The Navy has, to date, designed more than 90 warships across 19 different classes. With more than 130 platforms constructed in Indian shipyards since the first ship INS Ajay was constructed by GRSE in 1961, Naval shipbuilding could be counted as one of the success stories of India, he said.

“This is testimony to the synergy between the Navy and industry, as also our commitment towards self-reliance. Yet, we must acknowledge that this journey from a ‘Buyers Navy’ to a ‘Builders Navy’ has been an arduous one,” the Navy chief said.

Also, shipbuilding, being a capital intensive activity, has created a narrative where budgetary allocation for naval shipbuilding is considered by some to be a drain on the economy, he said. “Yet, I would argue that investing in naval shipbuilding is far from a fiscal drain. The first reason for that is the ‘plough-back effect’,” the Navy chief said.

“By conservative estimates, a very large proportion of every rupee spent on the Navy is ploughed back into the Indian economy. To start with, more than 60 per cent of the Naval budget is dedicated to capital expenditure. Nearly 70 per cent of this capital budget has been spent on indigenous sourcing, amounting to nearly Rs 66,000 crores in the last five years,” he said.

Also, since the launch of ‘Make in India’ in 2014, 80 per cent AoNs (Acceptance of Necessity) on cost basis have been awarded to Indian vendors. Of the total 51 ships and submarines on order at various shipyards, 49 are being constructed indigenously. This highlights the considerable levels of plough-back into the economy, he added.

The second contribution of Naval shipbuilding is as a catalyst for employment generation and skill development, which are present-day real challenges faced by the nation.
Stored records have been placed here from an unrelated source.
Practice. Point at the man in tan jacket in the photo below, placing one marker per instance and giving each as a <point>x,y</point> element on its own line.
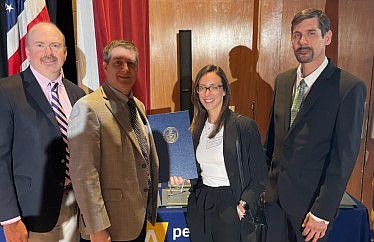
<point>114,164</point>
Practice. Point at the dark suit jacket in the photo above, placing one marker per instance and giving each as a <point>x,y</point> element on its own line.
<point>253,158</point>
<point>313,159</point>
<point>32,157</point>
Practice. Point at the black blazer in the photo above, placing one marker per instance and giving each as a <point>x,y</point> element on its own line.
<point>253,158</point>
<point>32,160</point>
<point>313,159</point>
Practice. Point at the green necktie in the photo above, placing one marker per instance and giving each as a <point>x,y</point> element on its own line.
<point>296,103</point>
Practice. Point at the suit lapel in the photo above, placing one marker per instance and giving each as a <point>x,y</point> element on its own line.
<point>320,86</point>
<point>121,114</point>
<point>33,88</point>
<point>229,147</point>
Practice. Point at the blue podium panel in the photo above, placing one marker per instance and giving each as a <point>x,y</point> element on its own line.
<point>177,229</point>
<point>351,225</point>
<point>174,145</point>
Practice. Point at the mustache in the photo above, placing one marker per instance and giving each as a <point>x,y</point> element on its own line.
<point>49,58</point>
<point>304,48</point>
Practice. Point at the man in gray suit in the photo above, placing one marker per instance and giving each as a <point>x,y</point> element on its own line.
<point>314,134</point>
<point>114,166</point>
<point>36,199</point>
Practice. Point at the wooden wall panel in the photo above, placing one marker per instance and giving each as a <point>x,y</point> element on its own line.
<point>223,34</point>
<point>217,27</point>
<point>356,49</point>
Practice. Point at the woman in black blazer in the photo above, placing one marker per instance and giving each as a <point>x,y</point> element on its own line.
<point>217,201</point>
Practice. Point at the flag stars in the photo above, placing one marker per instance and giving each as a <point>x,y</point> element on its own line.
<point>8,7</point>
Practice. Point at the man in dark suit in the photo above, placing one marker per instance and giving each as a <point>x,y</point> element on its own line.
<point>37,202</point>
<point>314,134</point>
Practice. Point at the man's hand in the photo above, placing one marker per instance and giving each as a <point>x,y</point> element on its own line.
<point>100,236</point>
<point>16,232</point>
<point>313,229</point>
<point>178,181</point>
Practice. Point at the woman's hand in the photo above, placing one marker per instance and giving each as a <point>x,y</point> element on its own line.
<point>240,209</point>
<point>178,181</point>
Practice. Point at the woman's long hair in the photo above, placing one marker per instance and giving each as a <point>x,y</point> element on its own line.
<point>200,113</point>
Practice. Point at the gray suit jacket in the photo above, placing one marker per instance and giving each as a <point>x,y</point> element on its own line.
<point>108,169</point>
<point>32,152</point>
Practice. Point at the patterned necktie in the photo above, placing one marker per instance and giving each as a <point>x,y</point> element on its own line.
<point>62,123</point>
<point>299,95</point>
<point>136,125</point>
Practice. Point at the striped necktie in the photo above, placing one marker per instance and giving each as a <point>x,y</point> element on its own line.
<point>298,99</point>
<point>62,123</point>
<point>136,126</point>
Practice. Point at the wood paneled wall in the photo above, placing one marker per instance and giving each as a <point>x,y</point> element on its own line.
<point>250,40</point>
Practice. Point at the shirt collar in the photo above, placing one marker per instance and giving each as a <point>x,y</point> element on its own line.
<point>312,77</point>
<point>44,81</point>
<point>120,95</point>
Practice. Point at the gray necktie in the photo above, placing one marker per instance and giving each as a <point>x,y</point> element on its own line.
<point>62,123</point>
<point>136,125</point>
<point>296,103</point>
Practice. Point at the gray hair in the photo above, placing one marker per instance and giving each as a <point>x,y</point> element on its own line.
<point>323,21</point>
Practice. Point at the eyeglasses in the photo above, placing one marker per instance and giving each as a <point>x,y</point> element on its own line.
<point>211,88</point>
<point>121,62</point>
<point>55,46</point>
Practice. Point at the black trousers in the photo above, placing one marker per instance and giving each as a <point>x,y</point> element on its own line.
<point>212,215</point>
<point>283,227</point>
<point>141,237</point>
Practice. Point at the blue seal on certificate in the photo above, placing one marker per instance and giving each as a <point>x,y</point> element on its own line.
<point>174,145</point>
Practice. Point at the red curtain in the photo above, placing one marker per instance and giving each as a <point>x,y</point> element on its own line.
<point>125,19</point>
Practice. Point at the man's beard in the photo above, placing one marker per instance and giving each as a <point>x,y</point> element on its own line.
<point>304,54</point>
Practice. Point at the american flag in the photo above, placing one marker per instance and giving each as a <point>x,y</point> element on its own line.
<point>21,16</point>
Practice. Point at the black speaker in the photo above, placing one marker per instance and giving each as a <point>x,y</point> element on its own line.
<point>185,69</point>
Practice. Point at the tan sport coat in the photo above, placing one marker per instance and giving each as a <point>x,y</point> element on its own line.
<point>107,168</point>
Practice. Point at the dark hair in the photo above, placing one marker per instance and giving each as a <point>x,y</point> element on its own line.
<point>323,21</point>
<point>200,113</point>
<point>122,43</point>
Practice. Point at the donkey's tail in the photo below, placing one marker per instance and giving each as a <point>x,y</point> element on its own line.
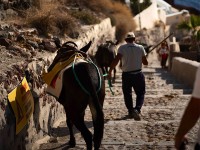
<point>97,115</point>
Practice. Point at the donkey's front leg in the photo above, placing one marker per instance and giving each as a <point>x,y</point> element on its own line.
<point>72,141</point>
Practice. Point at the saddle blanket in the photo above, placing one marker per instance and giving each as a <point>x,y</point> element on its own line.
<point>55,87</point>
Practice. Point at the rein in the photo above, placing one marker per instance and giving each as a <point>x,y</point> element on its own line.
<point>77,56</point>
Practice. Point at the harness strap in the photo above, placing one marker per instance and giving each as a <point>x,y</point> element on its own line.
<point>77,79</point>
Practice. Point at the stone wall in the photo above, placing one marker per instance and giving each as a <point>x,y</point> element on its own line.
<point>184,70</point>
<point>47,112</point>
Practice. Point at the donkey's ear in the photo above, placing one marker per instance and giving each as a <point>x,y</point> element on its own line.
<point>86,47</point>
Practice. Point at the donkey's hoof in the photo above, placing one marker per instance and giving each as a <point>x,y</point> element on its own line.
<point>72,143</point>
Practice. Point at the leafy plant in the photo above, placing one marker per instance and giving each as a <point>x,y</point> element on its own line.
<point>193,26</point>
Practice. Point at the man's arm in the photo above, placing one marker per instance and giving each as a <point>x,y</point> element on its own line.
<point>189,119</point>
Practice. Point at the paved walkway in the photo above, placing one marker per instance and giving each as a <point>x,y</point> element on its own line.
<point>165,102</point>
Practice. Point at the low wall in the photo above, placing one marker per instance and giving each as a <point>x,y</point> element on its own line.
<point>47,111</point>
<point>147,22</point>
<point>187,55</point>
<point>184,70</point>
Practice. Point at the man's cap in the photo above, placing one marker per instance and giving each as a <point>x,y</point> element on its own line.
<point>130,35</point>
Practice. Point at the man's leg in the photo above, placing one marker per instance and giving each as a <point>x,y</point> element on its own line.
<point>139,88</point>
<point>127,91</point>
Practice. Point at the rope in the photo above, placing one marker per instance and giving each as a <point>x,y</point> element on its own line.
<point>78,55</point>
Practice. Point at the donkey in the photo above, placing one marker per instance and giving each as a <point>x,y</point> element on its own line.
<point>83,85</point>
<point>105,55</point>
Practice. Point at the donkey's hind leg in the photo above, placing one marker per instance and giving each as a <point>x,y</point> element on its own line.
<point>72,141</point>
<point>87,135</point>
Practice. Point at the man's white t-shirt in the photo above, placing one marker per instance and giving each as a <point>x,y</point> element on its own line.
<point>196,94</point>
<point>131,56</point>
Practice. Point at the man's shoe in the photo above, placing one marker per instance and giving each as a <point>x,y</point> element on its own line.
<point>136,115</point>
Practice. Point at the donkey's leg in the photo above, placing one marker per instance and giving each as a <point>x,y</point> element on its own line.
<point>114,77</point>
<point>87,135</point>
<point>72,141</point>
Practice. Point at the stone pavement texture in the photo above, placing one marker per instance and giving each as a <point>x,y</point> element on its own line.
<point>164,105</point>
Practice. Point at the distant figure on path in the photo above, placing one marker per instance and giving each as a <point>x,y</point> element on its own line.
<point>190,116</point>
<point>163,52</point>
<point>131,56</point>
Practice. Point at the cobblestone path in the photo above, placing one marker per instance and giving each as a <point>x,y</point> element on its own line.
<point>165,102</point>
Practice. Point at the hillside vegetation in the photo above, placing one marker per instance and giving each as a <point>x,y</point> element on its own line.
<point>65,17</point>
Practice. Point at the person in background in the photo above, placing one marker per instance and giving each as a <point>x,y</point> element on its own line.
<point>190,116</point>
<point>131,56</point>
<point>163,52</point>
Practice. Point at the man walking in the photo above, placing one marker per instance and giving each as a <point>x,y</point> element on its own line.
<point>132,56</point>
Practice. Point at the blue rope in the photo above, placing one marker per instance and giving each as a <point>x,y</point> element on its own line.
<point>77,79</point>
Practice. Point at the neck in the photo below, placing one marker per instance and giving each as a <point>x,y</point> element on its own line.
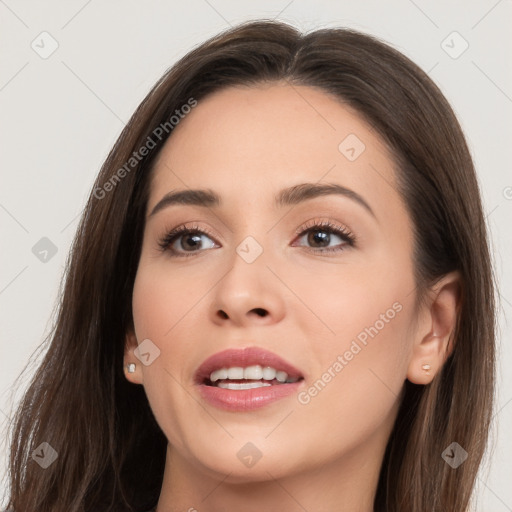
<point>347,483</point>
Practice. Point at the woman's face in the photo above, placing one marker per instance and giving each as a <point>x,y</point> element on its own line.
<point>321,277</point>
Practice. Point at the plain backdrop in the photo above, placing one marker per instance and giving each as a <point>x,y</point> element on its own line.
<point>62,112</point>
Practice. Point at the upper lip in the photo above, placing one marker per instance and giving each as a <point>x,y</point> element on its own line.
<point>242,358</point>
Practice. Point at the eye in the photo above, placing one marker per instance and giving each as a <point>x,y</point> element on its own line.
<point>184,240</point>
<point>325,236</point>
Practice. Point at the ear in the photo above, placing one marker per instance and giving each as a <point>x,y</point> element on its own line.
<point>129,358</point>
<point>435,338</point>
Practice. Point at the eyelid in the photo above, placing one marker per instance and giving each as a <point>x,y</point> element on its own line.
<point>327,225</point>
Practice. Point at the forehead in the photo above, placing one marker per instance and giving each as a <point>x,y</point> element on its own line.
<point>242,141</point>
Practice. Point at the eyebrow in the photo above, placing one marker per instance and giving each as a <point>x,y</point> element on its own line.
<point>286,197</point>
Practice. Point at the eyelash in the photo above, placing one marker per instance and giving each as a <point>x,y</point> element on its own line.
<point>326,226</point>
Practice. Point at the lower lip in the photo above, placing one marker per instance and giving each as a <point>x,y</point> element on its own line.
<point>246,399</point>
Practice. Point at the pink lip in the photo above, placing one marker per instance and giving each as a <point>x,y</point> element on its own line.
<point>248,399</point>
<point>244,357</point>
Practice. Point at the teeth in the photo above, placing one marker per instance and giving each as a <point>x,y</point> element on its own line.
<point>235,373</point>
<point>269,373</point>
<point>281,376</point>
<point>255,372</point>
<point>242,385</point>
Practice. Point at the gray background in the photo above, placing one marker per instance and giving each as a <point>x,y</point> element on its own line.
<point>61,115</point>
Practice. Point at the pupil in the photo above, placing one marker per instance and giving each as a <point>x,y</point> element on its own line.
<point>319,237</point>
<point>196,240</point>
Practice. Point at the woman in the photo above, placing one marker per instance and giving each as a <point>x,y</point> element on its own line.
<point>279,296</point>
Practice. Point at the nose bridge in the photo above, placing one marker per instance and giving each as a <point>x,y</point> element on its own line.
<point>248,291</point>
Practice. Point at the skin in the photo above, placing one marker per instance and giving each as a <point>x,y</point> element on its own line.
<point>247,144</point>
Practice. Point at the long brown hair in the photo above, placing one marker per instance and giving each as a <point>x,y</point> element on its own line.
<point>111,451</point>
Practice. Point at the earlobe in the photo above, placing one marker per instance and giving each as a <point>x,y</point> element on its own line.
<point>434,347</point>
<point>132,370</point>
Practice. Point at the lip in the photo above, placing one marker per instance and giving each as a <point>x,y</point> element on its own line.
<point>244,357</point>
<point>248,399</point>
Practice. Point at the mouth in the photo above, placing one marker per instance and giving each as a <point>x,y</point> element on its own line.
<point>250,368</point>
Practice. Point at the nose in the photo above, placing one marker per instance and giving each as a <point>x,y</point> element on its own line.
<point>248,295</point>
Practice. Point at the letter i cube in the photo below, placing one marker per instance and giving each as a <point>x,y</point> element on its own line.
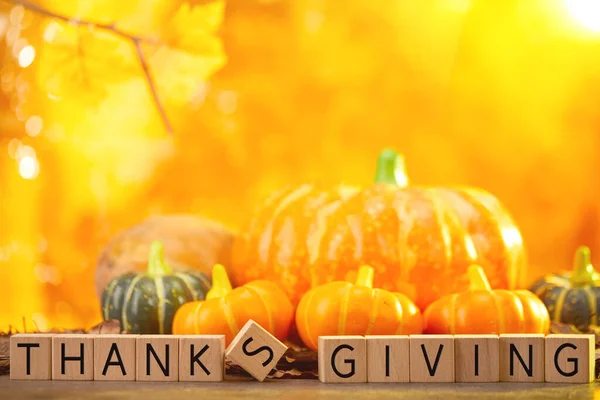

Apart from individual skilling, naval projects also lead to creation of new capacities within shipyards. These are crucial spin-offs for the economy, he said. “India’s largest dry-dock under construction at Cochin Shipyard, for instance, would enable servicing larger sized commercial ships, apart from aircraft carriers, which was one of the prime-movers for the project,” he said.

Diplomatic engagements

Singh said the projects contribute to strategic outcomes for the nation as well. “We all know that multi-dimensional, state-of-the-art, ships constructed by our industry, and operated by the Navy and the Coast Guard, are crucial to protecting India’s maritime interests in the Indian Ocean Region and beyond.

“In addition Navy’s diplomatic engagements and capacity building efforts have also allowed several friendly countries to harness our ship-building prowess,” he said. “We have already added to the capacities of friendly nations, such as Seychelles, Maldives and Sri Lanka to name a few, by exporting warships that enhance their overall security,” the Navy chief added.

As India’s shipbuilding industry matures, there is immense potential to forge strategic partnerships and convert India into a strategic hub for defence shipbuilding exports and repairs to friendly foreign countries, Singh said.

Former Navy chief Admiral Sunil Lanba in his address touched upon the ancient maritime legacy of India and the tremendous potential the shipbuilding sector possess.